Comme le souligne justement le syndicat français CGT: « Cette crise est avant tout une crise sociale, révélatrice des fractures qui se sont creusées depuis 20 ans, suite aux politiques menées. Plus de 5 millions de personnes sont exclues de l’accès à un véritable emploi alors que les profits s’accroissent et que les fortunes prospèrent. Ces familles cumulent toutes les difficultés sociales (éducation, logement, santé…). Les jeunes sont confinés dans la précarité. L’absence de perspectives, les inégalités, les discriminations de toutes sortes minent l’expression des solidarités.» Ce qui mène aux explosions actuelles.
L’orgueil du gouvernement belge Verhofstadt, qui prétend que de telles situations ne sont pas possibles «chez nous», témoigne d’une grave myopie
L’orgueil mal placé du gouvernement Verhofstadt, qui prétend que de telles situations ne sont pas possibles «chez nous», témoigne d’une myopie incurable. Et bien qu’il y ait des différences, l’abcès gonfle dangereusement dans certains quartiers de Bruxelles, Liège et Anvers. Là aussi, il existe des zones avec 40 % de chômage et une absence totale de perspectives d’avenir. N’oublions pas que le gouvernement libéral-socialiste de notre pays applique dans les grandes lignes les mêmes recettes néolibérales que le gouvernement de Chirac.
Dans ce contexte, la lutte actuelle pour le maintien de la préretraite revêt une signification encore plus large. Il ne s’agit pas uniquement du maintien de la préretraite, mais également et surtout du refus du démantèlement social. Et le refus de suivre le modèle américain.

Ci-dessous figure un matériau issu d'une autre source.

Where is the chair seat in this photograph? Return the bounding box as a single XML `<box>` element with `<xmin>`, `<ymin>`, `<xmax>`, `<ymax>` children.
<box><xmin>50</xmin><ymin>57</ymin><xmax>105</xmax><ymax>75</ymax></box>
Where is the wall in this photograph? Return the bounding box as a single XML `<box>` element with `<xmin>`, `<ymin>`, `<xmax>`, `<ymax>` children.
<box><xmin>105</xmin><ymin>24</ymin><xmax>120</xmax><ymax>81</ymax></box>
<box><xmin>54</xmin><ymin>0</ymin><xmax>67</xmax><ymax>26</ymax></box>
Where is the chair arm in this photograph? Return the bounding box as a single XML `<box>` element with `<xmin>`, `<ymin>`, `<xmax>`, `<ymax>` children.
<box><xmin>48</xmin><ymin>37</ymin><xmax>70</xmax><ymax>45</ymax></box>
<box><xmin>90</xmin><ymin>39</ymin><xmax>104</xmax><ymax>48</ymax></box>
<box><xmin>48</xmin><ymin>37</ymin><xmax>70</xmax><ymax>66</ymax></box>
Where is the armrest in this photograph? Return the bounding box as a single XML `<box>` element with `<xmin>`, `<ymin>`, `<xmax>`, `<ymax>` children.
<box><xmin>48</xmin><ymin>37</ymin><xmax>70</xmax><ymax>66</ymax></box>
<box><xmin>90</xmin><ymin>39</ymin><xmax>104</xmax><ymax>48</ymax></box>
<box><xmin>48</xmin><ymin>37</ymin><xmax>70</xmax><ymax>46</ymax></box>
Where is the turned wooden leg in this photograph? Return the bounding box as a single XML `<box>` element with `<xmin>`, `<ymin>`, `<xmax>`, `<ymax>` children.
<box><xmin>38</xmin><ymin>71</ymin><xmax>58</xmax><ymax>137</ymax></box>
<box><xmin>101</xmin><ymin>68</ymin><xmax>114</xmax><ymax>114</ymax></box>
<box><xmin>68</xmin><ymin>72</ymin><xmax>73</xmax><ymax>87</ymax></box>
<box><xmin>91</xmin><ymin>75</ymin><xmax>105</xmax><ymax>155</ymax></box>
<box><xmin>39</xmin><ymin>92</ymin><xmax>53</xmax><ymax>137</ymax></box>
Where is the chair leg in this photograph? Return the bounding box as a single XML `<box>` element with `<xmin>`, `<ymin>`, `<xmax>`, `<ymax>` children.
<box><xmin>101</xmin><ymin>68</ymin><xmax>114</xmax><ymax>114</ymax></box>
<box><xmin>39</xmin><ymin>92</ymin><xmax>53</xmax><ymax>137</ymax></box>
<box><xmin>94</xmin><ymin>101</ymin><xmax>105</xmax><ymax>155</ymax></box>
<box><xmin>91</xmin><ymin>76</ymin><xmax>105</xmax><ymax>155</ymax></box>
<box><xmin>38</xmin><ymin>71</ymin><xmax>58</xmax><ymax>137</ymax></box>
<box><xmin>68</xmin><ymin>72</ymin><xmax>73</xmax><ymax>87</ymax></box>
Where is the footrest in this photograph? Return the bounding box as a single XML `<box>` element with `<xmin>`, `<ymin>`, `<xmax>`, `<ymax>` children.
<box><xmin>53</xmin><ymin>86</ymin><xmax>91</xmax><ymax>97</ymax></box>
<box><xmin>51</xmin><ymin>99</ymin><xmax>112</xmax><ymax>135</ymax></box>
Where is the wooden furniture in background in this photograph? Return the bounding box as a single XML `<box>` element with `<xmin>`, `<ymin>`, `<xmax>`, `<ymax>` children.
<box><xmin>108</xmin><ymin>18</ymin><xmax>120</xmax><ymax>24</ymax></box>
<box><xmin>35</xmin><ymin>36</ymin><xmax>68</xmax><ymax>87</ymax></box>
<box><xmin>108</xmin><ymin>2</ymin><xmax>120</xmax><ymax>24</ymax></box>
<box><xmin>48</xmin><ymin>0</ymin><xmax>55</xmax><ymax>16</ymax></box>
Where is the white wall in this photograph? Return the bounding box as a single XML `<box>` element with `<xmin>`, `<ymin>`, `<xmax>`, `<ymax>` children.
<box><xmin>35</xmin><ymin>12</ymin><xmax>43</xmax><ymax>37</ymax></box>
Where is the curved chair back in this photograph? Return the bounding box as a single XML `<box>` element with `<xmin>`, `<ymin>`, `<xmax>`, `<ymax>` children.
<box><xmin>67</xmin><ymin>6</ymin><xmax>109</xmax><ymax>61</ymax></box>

Quelle sorte de société voulons-nous donc pour nous et nos enfants dans les vingt années à venir ? Pas celle-ci mais une société qui respecte le droit au travail, à l’enseignement, au logement et à la santé, se verra témoigner du respect, au contraire d’une société reposant sur le profit à tout prix. Un changement de cap est nécessaire.
Incendier des autos, des écoles, des bâtiments, des entreprises, c’est de l’autodestruction
Le travail, l’enseignement et la culture ont également une importante fonction «organisatrice» au sein de la société.

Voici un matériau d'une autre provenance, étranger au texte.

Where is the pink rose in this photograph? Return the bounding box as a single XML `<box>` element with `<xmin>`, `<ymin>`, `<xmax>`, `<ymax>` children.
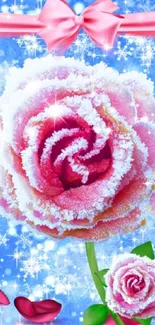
<box><xmin>0</xmin><ymin>56</ymin><xmax>154</xmax><ymax>240</ymax></box>
<box><xmin>105</xmin><ymin>254</ymin><xmax>155</xmax><ymax>319</ymax></box>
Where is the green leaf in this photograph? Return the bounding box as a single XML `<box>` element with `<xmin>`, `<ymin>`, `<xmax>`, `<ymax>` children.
<box><xmin>98</xmin><ymin>269</ymin><xmax>109</xmax><ymax>287</ymax></box>
<box><xmin>133</xmin><ymin>317</ymin><xmax>152</xmax><ymax>325</ymax></box>
<box><xmin>131</xmin><ymin>242</ymin><xmax>154</xmax><ymax>260</ymax></box>
<box><xmin>83</xmin><ymin>304</ymin><xmax>108</xmax><ymax>325</ymax></box>
<box><xmin>99</xmin><ymin>269</ymin><xmax>109</xmax><ymax>277</ymax></box>
<box><xmin>94</xmin><ymin>272</ymin><xmax>107</xmax><ymax>288</ymax></box>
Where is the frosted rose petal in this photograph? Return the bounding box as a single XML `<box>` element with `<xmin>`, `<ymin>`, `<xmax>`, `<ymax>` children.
<box><xmin>134</xmin><ymin>122</ymin><xmax>155</xmax><ymax>169</ymax></box>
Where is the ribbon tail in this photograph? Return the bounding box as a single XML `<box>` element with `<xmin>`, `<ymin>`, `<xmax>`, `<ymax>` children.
<box><xmin>0</xmin><ymin>13</ymin><xmax>45</xmax><ymax>38</ymax></box>
<box><xmin>118</xmin><ymin>12</ymin><xmax>155</xmax><ymax>37</ymax></box>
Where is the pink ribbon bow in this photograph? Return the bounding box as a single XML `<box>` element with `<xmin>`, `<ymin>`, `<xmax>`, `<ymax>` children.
<box><xmin>38</xmin><ymin>0</ymin><xmax>123</xmax><ymax>50</ymax></box>
<box><xmin>0</xmin><ymin>0</ymin><xmax>155</xmax><ymax>51</ymax></box>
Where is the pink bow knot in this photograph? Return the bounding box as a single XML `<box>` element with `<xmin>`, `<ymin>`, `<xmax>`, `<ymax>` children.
<box><xmin>74</xmin><ymin>15</ymin><xmax>84</xmax><ymax>28</ymax></box>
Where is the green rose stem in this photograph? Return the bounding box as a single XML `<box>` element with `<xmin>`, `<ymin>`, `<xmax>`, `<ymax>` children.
<box><xmin>85</xmin><ymin>242</ymin><xmax>125</xmax><ymax>325</ymax></box>
<box><xmin>85</xmin><ymin>242</ymin><xmax>106</xmax><ymax>302</ymax></box>
<box><xmin>108</xmin><ymin>310</ymin><xmax>127</xmax><ymax>325</ymax></box>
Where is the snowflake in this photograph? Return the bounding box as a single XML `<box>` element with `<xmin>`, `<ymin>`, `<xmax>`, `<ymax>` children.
<box><xmin>10</xmin><ymin>4</ymin><xmax>21</xmax><ymax>13</ymax></box>
<box><xmin>20</xmin><ymin>255</ymin><xmax>49</xmax><ymax>279</ymax></box>
<box><xmin>134</xmin><ymin>38</ymin><xmax>155</xmax><ymax>71</ymax></box>
<box><xmin>114</xmin><ymin>35</ymin><xmax>155</xmax><ymax>73</ymax></box>
<box><xmin>114</xmin><ymin>39</ymin><xmax>133</xmax><ymax>61</ymax></box>
<box><xmin>16</xmin><ymin>233</ymin><xmax>32</xmax><ymax>249</ymax></box>
<box><xmin>65</xmin><ymin>33</ymin><xmax>96</xmax><ymax>62</ymax></box>
<box><xmin>53</xmin><ymin>274</ymin><xmax>81</xmax><ymax>298</ymax></box>
<box><xmin>15</xmin><ymin>35</ymin><xmax>45</xmax><ymax>56</ymax></box>
<box><xmin>0</xmin><ymin>234</ymin><xmax>9</xmax><ymax>246</ymax></box>
<box><xmin>136</xmin><ymin>0</ymin><xmax>155</xmax><ymax>11</ymax></box>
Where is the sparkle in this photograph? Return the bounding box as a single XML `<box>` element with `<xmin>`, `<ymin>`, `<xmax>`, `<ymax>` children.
<box><xmin>47</xmin><ymin>104</ymin><xmax>66</xmax><ymax>119</ymax></box>
<box><xmin>144</xmin><ymin>180</ymin><xmax>153</xmax><ymax>187</ymax></box>
<box><xmin>140</xmin><ymin>115</ymin><xmax>149</xmax><ymax>122</ymax></box>
<box><xmin>10</xmin><ymin>248</ymin><xmax>23</xmax><ymax>268</ymax></box>
<box><xmin>45</xmin><ymin>98</ymin><xmax>69</xmax><ymax>128</ymax></box>
<box><xmin>73</xmin><ymin>2</ymin><xmax>85</xmax><ymax>14</ymax></box>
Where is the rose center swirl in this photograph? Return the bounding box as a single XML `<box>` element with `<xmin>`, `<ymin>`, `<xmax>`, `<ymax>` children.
<box><xmin>125</xmin><ymin>274</ymin><xmax>145</xmax><ymax>294</ymax></box>
<box><xmin>37</xmin><ymin>114</ymin><xmax>112</xmax><ymax>191</ymax></box>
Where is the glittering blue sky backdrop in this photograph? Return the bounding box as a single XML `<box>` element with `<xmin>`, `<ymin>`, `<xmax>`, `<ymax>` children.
<box><xmin>0</xmin><ymin>0</ymin><xmax>155</xmax><ymax>324</ymax></box>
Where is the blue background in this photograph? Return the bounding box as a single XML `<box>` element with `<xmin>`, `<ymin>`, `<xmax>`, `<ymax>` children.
<box><xmin>0</xmin><ymin>0</ymin><xmax>155</xmax><ymax>324</ymax></box>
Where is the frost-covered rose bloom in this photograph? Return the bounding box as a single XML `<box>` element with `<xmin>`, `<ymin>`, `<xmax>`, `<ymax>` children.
<box><xmin>105</xmin><ymin>254</ymin><xmax>155</xmax><ymax>318</ymax></box>
<box><xmin>0</xmin><ymin>56</ymin><xmax>154</xmax><ymax>240</ymax></box>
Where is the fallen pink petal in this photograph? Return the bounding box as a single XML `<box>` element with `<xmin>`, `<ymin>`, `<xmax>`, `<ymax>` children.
<box><xmin>0</xmin><ymin>290</ymin><xmax>10</xmax><ymax>305</ymax></box>
<box><xmin>14</xmin><ymin>296</ymin><xmax>62</xmax><ymax>323</ymax></box>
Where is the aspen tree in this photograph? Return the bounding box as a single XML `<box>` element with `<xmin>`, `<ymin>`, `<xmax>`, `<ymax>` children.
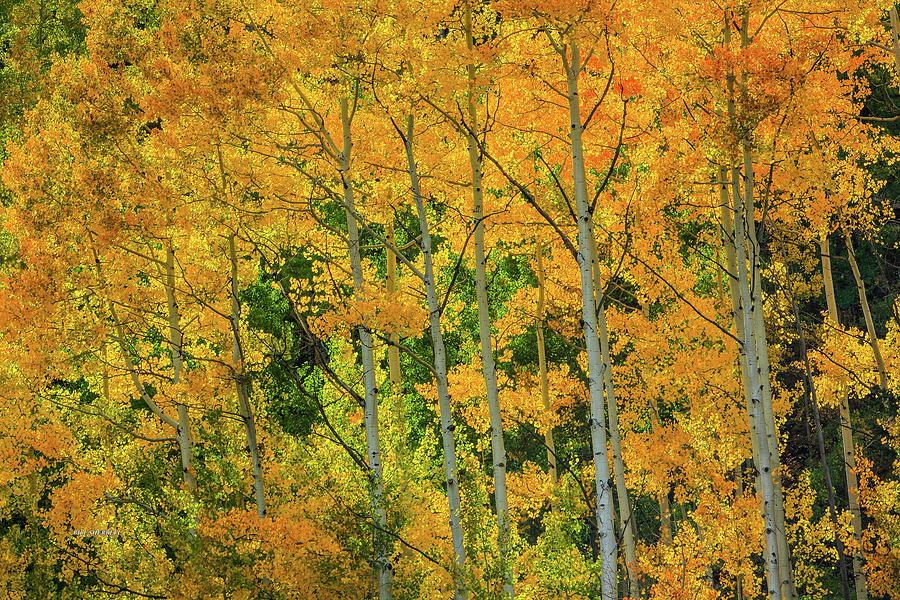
<box><xmin>714</xmin><ymin>193</ymin><xmax>746</xmax><ymax>596</ymax></box>
<box><xmin>723</xmin><ymin>12</ymin><xmax>793</xmax><ymax>597</ymax></box>
<box><xmin>559</xmin><ymin>38</ymin><xmax>618</xmax><ymax>600</ymax></box>
<box><xmin>401</xmin><ymin>114</ymin><xmax>467</xmax><ymax>600</ymax></box>
<box><xmin>229</xmin><ymin>234</ymin><xmax>266</xmax><ymax>519</ymax></box>
<box><xmin>729</xmin><ymin>161</ymin><xmax>781</xmax><ymax>600</ymax></box>
<box><xmin>164</xmin><ymin>242</ymin><xmax>198</xmax><ymax>515</ymax></box>
<box><xmin>718</xmin><ymin>164</ymin><xmax>761</xmax><ymax>466</ymax></box>
<box><xmin>534</xmin><ymin>242</ymin><xmax>558</xmax><ymax>491</ymax></box>
<box><xmin>735</xmin><ymin>14</ymin><xmax>796</xmax><ymax>594</ymax></box>
<box><xmin>842</xmin><ymin>227</ymin><xmax>888</xmax><ymax>390</ymax></box>
<box><xmin>463</xmin><ymin>5</ymin><xmax>512</xmax><ymax>597</ymax></box>
<box><xmin>91</xmin><ymin>241</ymin><xmax>199</xmax><ymax>535</ymax></box>
<box><xmin>386</xmin><ymin>222</ymin><xmax>402</xmax><ymax>389</ymax></box>
<box><xmin>749</xmin><ymin>191</ymin><xmax>795</xmax><ymax>600</ymax></box>
<box><xmin>821</xmin><ymin>229</ymin><xmax>868</xmax><ymax>600</ymax></box>
<box><xmin>589</xmin><ymin>232</ymin><xmax>637</xmax><ymax>596</ymax></box>
<box><xmin>338</xmin><ymin>97</ymin><xmax>392</xmax><ymax>600</ymax></box>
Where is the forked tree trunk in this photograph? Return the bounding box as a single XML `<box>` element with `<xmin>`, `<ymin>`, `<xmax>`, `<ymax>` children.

Apprendre à vivre ensemble à l’école, travailler ensemble dans la « discipline » d’une usine ou d’un bureau, prendre ensemble son sort en main via un mouvement de jeunesse ou une maison de jeunes, monter ensemble un mouvement de lutte dans un mouvement syndical, voilà les facteurs les plus importants de l’«intégration».
Pas une intégration dans le système du profit d’abord. Mais une intégration dans le monde du travail, dans le monde où les gens passent d’abord.
Priver toute une génération ou des quartiers entiers de cette intégration «organisatrice» dans l’emploi, l’enseignement et la culture, mène à ce que les explosions sociales, elles aussi, sont désorganisées, sans perspective, et même autodestructrices.
Car, que les choses soient claires. Incendier des voitures, des écoles, des bâtiments, des entreprises, c’est de l’autodestruction.
Il n’y a rien de bon dans ce type d’actions. Elles touchent d’autres travailleurs des mêmes quartiers et cités. Elles touchent le peu de biens sociaux qui subsistent encore dans ces quartiers. Et elles touchent surtout la solidarité entre tous les travailleurs qui sont frappés par le raz-de-marée néolibéral.
Un large mouvement est nécessaire contre le démantèlement social
Il est logique dès lors que des habitants des quartiers populaires installent des comités sociaux afin de protéger les bâtiments, les écoles et les véhicules.
Et qu’ils réclament le retour des agents de quartier, au lieu de cette police anti-émeute, anonyme et masquée, que sont les CRS.
Il est crucial que le mouvement syndical s’engage aujourd’hui, comme l’a fait la CGT en France. Et souligne le besoin urgent d’un programme national pour l’emploi.
Car c’est le facteur principal si on veut proposer un avenir et donner des perspectives d’organisation.
Comme le sont aussi les revendications pour le retour de services publics accessibles ainsi que de maisons de jeunes, de possibilités de délassement, etc…
Tout ceci n’apporte pas en soi toutes les solutions immédiates à ce problème de société mais il est clair qu’un large débat et un vaste mouvement sont plus que nécessaires contre le démantèlement social et contre le modèle néolibéral de Lisbonne.